Smoking appears to be associated with an increased rate of hemorrhage (bleeding) in patients who undergo uvulopalatopharyngoplasty (UPPP, a surgical procedure used to remove excess tissue from the throat) with tonsillectomy (a surgical procedure in which the tonsils are removed), but not in those who undergo tonsillectomy alone, according to a report in the August issue of Archives of Otolaryngology−Head & Neck Surgery, one of the JAMA/Archives journals.
Although indications for tonsillectomy have changed over the years, it remains a common surgical procedure with a substantial risk for complications, the greatest of which is post-operative hemorrhage, according to background information in the article.
Sean M. Demars, M.D., then of Madigan Army Medical Center, Tacoma, Wash., and now of Bassett Army Community Hospital, Fort Wainwright, Alaska, and colleagues evaluated the rate of post-operative bleeding in 1,010 tonsillectomy patients from 2000 to 2005. Age, sex and smoking status were also noted.
The total bleeding rate for all patients was 6.7 percent. When divided into smokers and non-smokers, the bleeding rate for patients was 10.2 percent and 5.4 percent, respectively. The large difference was found "to be attributable to a marked increase in post-operative hemorrhage in the patients who underwent UPPP [10.9 percent in smokers vs. 3.3 percent in non-smokers]," the authors write. In addition, "men who underwent tonsillectomy alone bled significantly more than women (11.2 percent and 5.4 percent, respectively)."

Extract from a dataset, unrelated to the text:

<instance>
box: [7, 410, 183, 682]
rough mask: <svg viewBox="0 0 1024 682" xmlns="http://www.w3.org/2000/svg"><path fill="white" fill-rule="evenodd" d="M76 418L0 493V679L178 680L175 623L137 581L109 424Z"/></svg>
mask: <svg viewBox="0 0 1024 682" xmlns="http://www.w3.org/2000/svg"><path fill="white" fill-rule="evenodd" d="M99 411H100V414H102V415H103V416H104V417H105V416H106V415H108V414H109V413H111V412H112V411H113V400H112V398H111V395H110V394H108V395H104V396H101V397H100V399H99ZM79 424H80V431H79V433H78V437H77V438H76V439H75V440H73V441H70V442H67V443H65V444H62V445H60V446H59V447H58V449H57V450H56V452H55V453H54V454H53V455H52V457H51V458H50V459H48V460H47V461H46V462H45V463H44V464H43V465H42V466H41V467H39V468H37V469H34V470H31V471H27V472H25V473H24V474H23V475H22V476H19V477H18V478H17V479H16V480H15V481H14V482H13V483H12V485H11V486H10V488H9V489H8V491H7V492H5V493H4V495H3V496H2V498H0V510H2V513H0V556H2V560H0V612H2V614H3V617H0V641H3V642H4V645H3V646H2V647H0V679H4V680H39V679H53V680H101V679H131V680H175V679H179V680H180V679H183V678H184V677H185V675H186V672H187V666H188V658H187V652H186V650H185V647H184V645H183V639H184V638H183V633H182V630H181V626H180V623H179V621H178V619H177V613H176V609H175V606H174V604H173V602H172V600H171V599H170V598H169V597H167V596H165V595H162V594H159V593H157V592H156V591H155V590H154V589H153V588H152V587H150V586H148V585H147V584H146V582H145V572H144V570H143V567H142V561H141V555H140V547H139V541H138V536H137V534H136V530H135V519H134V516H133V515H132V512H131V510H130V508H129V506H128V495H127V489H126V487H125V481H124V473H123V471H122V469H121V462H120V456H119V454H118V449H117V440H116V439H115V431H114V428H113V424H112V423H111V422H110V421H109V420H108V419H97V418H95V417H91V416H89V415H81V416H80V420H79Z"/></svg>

Awareness of the association between smoking and post-operative hemorrhage "may help clinicians further counsel their patients before surgery," the authors conclude. "Further investigation of this relationship is needed, with stratification of patients by the number of cigarettes smoked and attention to the length of time before and/or after surgery that patients refrain from smoking."